Researchers Detailed WAF Bypass Techniques With Burp Plugin


Security experts have disclosed advanced methods for bypassing Web Application Firewalls (WAFs) on a large scale, and they have also introduced a new Burp Suite plugin to facilitate this process.

Shubham Shah, a co-founder of Assetnote and an experienced bug bounty hunter, shared the results, which shed light on how WAF deployments are currently and how to bypass their protection effectively.

Shah highlighted the significant shift in WAF deployment over the past five years. Due to cost and usability concerns, WAFs were initially reserved for critical assets.

However, the landscape has changed, with mature companies deploying WAFs across their entire attack surface, sometimes covering over 20,000 assets with solutions like Akamai.

This widespread adoption necessitates new strategies for bug bounty hunters and security researchers to adapt and continue identifying vulnerabilities.

Shah suggests that instead of creating complex payloads to bypass WAFs, it’s better to keep it simple. He stressed that many modern WAFs can be bypassed without the need for complex techniques.

Instead, he proposed straightforward methods focusing on the mindset and methodology rather than altering payloads. This approach aims to demystify WAF bypass techniques and make them more accessible to the security community.

Common Flaw: Request Size Limits

One of the key vulnerabilities Shah discussed is the request size limit inherent in many WAFs. Due to performance constraints, WAFs typically inspect only a portion of the request body.

For instance, AWS WAFs inspect up to 8 KB for Application Load Balancer and AWS AppSync protections and up to 64 KB for CloudFront and API Gateway protections.

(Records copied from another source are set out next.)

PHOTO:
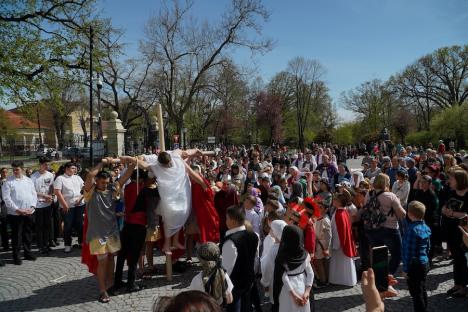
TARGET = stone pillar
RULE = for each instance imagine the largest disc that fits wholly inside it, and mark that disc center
(115, 136)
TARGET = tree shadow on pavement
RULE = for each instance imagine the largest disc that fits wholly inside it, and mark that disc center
(342, 303)
(56, 295)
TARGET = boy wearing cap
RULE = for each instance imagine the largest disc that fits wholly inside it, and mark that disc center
(415, 254)
(423, 193)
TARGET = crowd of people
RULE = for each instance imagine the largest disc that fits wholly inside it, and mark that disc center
(263, 222)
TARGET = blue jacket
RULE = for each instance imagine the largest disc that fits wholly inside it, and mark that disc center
(416, 244)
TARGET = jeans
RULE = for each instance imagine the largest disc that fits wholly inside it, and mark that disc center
(73, 219)
(417, 285)
(241, 301)
(132, 239)
(4, 231)
(21, 234)
(390, 238)
(43, 226)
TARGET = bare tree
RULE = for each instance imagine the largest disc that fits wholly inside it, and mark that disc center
(306, 76)
(185, 51)
(126, 85)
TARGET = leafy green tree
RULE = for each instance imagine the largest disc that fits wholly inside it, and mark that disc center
(452, 124)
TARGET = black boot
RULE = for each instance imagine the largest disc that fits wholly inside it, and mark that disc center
(16, 259)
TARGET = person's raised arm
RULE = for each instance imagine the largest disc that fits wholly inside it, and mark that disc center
(195, 177)
(128, 173)
(89, 182)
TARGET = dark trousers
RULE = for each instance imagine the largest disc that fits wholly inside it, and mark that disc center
(56, 222)
(390, 238)
(241, 300)
(21, 234)
(43, 220)
(4, 231)
(417, 285)
(460, 267)
(73, 220)
(364, 253)
(132, 239)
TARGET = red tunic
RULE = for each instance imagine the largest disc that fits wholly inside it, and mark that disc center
(207, 216)
(343, 226)
(309, 238)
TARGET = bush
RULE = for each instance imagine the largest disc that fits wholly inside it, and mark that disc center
(421, 138)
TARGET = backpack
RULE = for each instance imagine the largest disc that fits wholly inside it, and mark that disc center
(372, 217)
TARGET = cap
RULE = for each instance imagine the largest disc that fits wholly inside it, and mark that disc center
(294, 168)
(209, 252)
(345, 184)
(426, 178)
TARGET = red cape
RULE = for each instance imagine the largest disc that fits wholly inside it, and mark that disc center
(343, 225)
(207, 216)
(86, 257)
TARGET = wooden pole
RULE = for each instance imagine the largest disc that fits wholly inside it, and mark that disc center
(162, 148)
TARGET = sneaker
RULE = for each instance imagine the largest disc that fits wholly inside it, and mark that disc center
(133, 288)
(30, 257)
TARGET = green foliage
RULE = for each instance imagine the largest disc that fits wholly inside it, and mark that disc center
(452, 123)
(344, 134)
(421, 138)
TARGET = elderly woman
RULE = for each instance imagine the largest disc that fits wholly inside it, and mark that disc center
(455, 209)
(387, 233)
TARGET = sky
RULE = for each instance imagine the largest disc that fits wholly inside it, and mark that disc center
(355, 40)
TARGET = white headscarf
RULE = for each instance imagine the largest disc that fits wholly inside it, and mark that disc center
(359, 180)
(276, 228)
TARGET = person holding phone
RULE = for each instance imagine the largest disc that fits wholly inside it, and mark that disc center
(20, 198)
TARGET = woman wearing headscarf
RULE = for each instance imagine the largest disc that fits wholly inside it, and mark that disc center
(267, 261)
(356, 178)
(342, 268)
(212, 279)
(296, 193)
(293, 274)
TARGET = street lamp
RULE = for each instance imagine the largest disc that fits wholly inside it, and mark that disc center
(91, 155)
(184, 139)
(99, 86)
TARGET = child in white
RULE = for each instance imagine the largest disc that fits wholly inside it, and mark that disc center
(293, 275)
(268, 261)
(250, 214)
(323, 236)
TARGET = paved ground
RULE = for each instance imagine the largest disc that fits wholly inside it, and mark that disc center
(60, 283)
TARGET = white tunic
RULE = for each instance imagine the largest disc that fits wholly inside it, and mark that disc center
(342, 268)
(323, 235)
(175, 191)
(267, 264)
(297, 280)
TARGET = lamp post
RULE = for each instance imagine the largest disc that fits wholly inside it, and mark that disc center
(36, 103)
(184, 138)
(99, 86)
(91, 156)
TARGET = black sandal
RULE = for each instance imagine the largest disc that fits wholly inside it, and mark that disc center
(104, 298)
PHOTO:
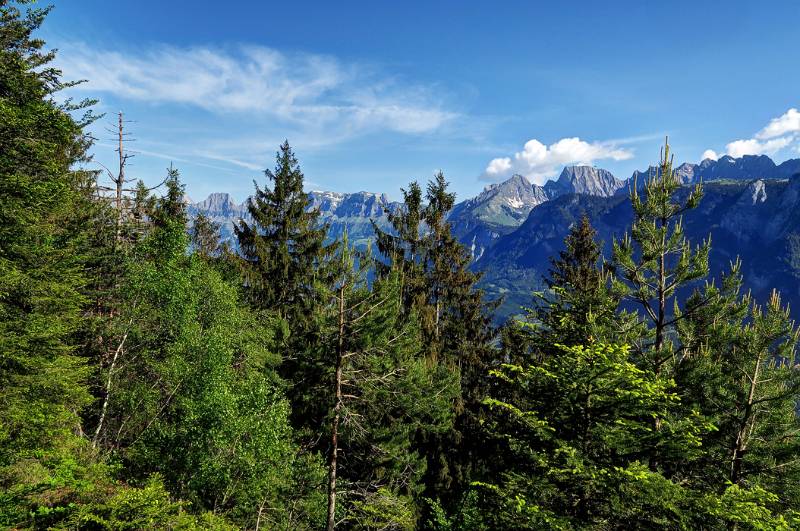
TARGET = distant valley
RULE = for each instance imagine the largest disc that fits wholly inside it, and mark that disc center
(751, 209)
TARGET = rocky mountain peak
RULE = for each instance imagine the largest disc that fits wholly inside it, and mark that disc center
(585, 180)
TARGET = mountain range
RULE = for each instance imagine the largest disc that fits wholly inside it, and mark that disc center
(751, 209)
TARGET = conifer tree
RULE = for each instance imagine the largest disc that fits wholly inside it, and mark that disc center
(283, 246)
(656, 260)
(43, 205)
(403, 248)
(579, 306)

Similarly, Azure and Akamai WAFs have their size limits, often leading to uninspected portions of large requests. This flaw can be exploited by placing malicious payloads beyond the inspection limit, bypassing the WAF.

Shah introduced the nowafpls Burp Plugin to facilitate the exploitation of these request size limits. This tool simplifies the process by automatically padding out requests to exceed WAF inspection limits.

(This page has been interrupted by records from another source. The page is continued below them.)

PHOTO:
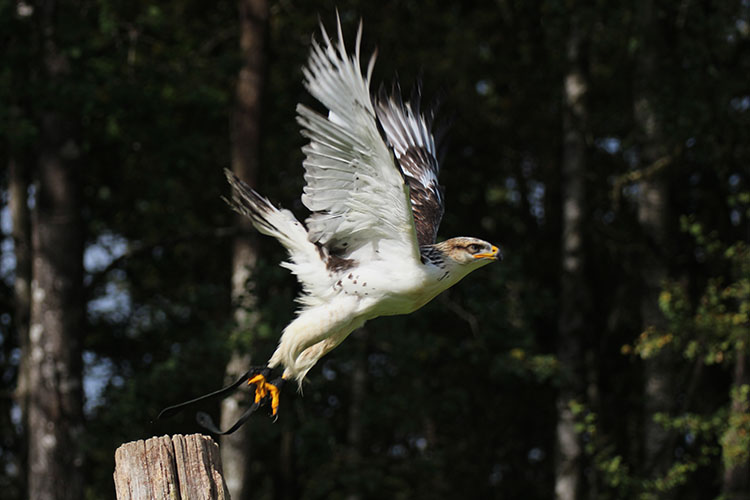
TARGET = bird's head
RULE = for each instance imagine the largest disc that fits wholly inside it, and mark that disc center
(470, 252)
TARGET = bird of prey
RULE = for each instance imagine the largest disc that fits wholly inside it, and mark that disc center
(368, 248)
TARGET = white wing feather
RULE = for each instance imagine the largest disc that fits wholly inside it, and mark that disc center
(354, 189)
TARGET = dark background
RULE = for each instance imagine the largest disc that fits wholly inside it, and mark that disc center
(602, 145)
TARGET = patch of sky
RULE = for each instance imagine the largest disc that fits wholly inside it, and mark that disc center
(611, 145)
(96, 375)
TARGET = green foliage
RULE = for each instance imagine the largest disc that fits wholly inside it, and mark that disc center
(459, 397)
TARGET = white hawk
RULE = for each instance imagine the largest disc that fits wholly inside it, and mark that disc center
(368, 247)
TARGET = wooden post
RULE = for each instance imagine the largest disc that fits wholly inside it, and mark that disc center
(177, 468)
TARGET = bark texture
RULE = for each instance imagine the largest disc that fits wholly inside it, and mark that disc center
(55, 415)
(571, 323)
(179, 468)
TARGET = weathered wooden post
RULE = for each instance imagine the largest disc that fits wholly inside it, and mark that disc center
(176, 468)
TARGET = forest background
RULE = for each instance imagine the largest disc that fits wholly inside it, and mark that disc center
(605, 146)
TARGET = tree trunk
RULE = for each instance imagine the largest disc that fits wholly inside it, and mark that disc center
(652, 216)
(18, 184)
(573, 299)
(253, 15)
(179, 468)
(56, 325)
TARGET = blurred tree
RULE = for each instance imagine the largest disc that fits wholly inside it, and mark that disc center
(55, 386)
(236, 451)
(574, 300)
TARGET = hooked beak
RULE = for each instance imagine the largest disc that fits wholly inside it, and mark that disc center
(493, 254)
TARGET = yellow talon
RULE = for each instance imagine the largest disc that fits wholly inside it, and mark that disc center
(264, 388)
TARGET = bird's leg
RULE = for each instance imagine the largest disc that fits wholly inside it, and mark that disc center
(265, 389)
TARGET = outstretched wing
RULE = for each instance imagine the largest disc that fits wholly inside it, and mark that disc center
(409, 133)
(355, 191)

Depending on the content type, the plugin inserts junk data at the cursor’s position, making it easier to bypass WAFs without manual intervention. For example, it adds comments in XML, junk keys and values in JSON, and junk parameters in URL-encoded data.

Shah also discussed several advanced tools and techniques for bypassing WAFs:

  • IP Rotate: A Burp Suite extension that routes traffic through multiple API gateways across different regions, helping to avoid rate limiting.
  • Fireprox: Generates an API gateway URL for use with tools like ffuf, ensuring each request comes from a new IP.
  • ShadowClone: Distributes tasks across serverless compute platforms like AWS, GCP, and Azure, providing high IP variability to bypass WAFs. This tool is particularly effective for large-scale vulnerability scanning and testing.

In addition to exploiting request size limits, Shah highlighted other innovative bypass techniques:

  • Bypassing via the WAF: Utilizing shared certificates provided by WAF providers like Cloudflare to set up proxied connections to the origin IP, effectively reducing WAF settings to the lowest level.
  • H2C Smuggling: Leveraging HTTP/2 Cleartext (H2C) smuggling to bypass rate limiting and WAF controls, particularly in on-premise or reverse-proxy based WAFs.

Shah’s presentation underscores the evolving nature of WAF bypass techniques and the importance of staying ahead in the cybersecurity arms race.

By simplifying the approach and leveraging tools like the nowafpls Burp Plugin, security researchers can more effectively identify and exploit vulnerabilities, ensuring robust protection against increasingly sophisticated threats.